Samedi soir, Créon célèbrera, en cette période où les plus lourdes menaces pèsent sur son identité patiemment construite depuis troisdscn0473copier (3) décennies, son attachement à ce rendez-vous dont on se gausse facilement, sans en connaître l’importance pour les gens qui le vivent de l’intérieur. Samedi soir, lors d’une reconstitution bon enfant, un cortège costumé symbolisera un siècle de ces journées exceptionnelles dont rêve une jeunesse trop souvent oubliée par des médias avides de sang, de larmes et de drames. La « pipolisation » n’a pas lieu d’être, puisqu’ici ce sont, comme dans de plus en plus de villages, les habitants eux-mêmes qui se donnent en spectacle… pour redonner un sens au passé. Ce dernier sera désormais résumé dans une œuvre d’art du sculpteur hauxois Speranza que des milliers de personnes remarqueront en traversant le giratoire de l’avenue de l’Entre Deux Mers.

Cette œuvre exceptionnelle (1519 heures de travail) portera le goût d’une ville qui ne veut pas être déracinée, elle attestera de son attachement à ce qui n’est pas inscrit au patrimoine mondial de l’Unesco mais qui touche pourtant davantage les cœurs que les portefeuilles.

Les fêtes de la Rosière, le dimanche matin, se résument pour moi, chaque fois, à un regard d’enfant saisi au fil de ce cortège au milieu de la ville. Plus il brille, et plus mon bonheur est parfait. Et il suffit d’un seul regard pour me combler. C’est peu, mais c’est essentiel.

Cet article a 2 commentaires

  1. Annie PIETRI

    Lorsque l’on est, comme moi, une créonnaise ou un créonnais de fraîche date, on ne peut qu’être ému et admiratif devant l’ambiance qui règne dans la ville bastide tout au long du mois d’août, pour se terminer par cette fête de la Rosière à laquelle tout le monde participe! Joyeuses soirées, où tous les habitants éprouvent un plaisir communicatif à s’amuser, à se retrouver,à partager,à évoquer les souvenirs des fêtes passées, à communiquer, et tout simplement à vivre ensemble. Ces soirées sont un modèle de convivialité, d’amitié, de chaleur humaine, et permettent d’oublier pour quelques heures les difficultés de la vie.
    Tu as raison, Jean-Marie, « la fatalité de l’anonymat, de la cité dortoir, naît souvent de l’indifférence des habitants pour la proximité », et tous les jeunes qui prennent part à ces fêtes, qui y entraînent leurs parents, lorsque ce ne sont pas leurs parents qui les y entraînent, sont ceux qui les organiseront demain . A leur tour, ils raconteront à leurs enfants les souvenirs merveilleux qu’ils gardent de ces rencontres faites d’amitié et de convivialité, et ils perpétueront ces traditions qui font l’identité et la richesse de leur ville d’origine ou d’adoption.
    Nous nous préparons à un week-end de fête.
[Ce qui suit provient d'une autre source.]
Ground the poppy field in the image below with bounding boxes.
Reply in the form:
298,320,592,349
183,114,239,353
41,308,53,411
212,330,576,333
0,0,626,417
Célébrons dans la joie les Rosières du temps passé et celle que nous couronnerons et fêterons dimanche ! Et ayons une pensée reconnaissante pour Antoine Victor Bertal, ce créonnais pour lequel j’éprouve une tendresse particulière puisque, comme moi, il vécut à Nice, et grâce à qui cette tradition est née et se perpétue.

  2. J.J.

    La fête de la Rosière de Créon aurait certainement un impact régional bien plus grand si elle était placée sous de saints hospices.
    Je connais duex autres fêtes de rosières : Brigueuil en Charente et La Mothe Saint Héray dans les Deux Sèvres. Il en est toujours fait grand cas dans les journeaux régionaux sur FR3, mais on a sans exception droit à la messe traditionnelle, la caméra s’attardant complaisamment sur cette partie de la cérémonie.

    Il n’y a pas de messe solennelle prévue dans les programmes officiels de Créon ?

    C’est une heureuse initiative !

    Bonne réussite à vos festivités.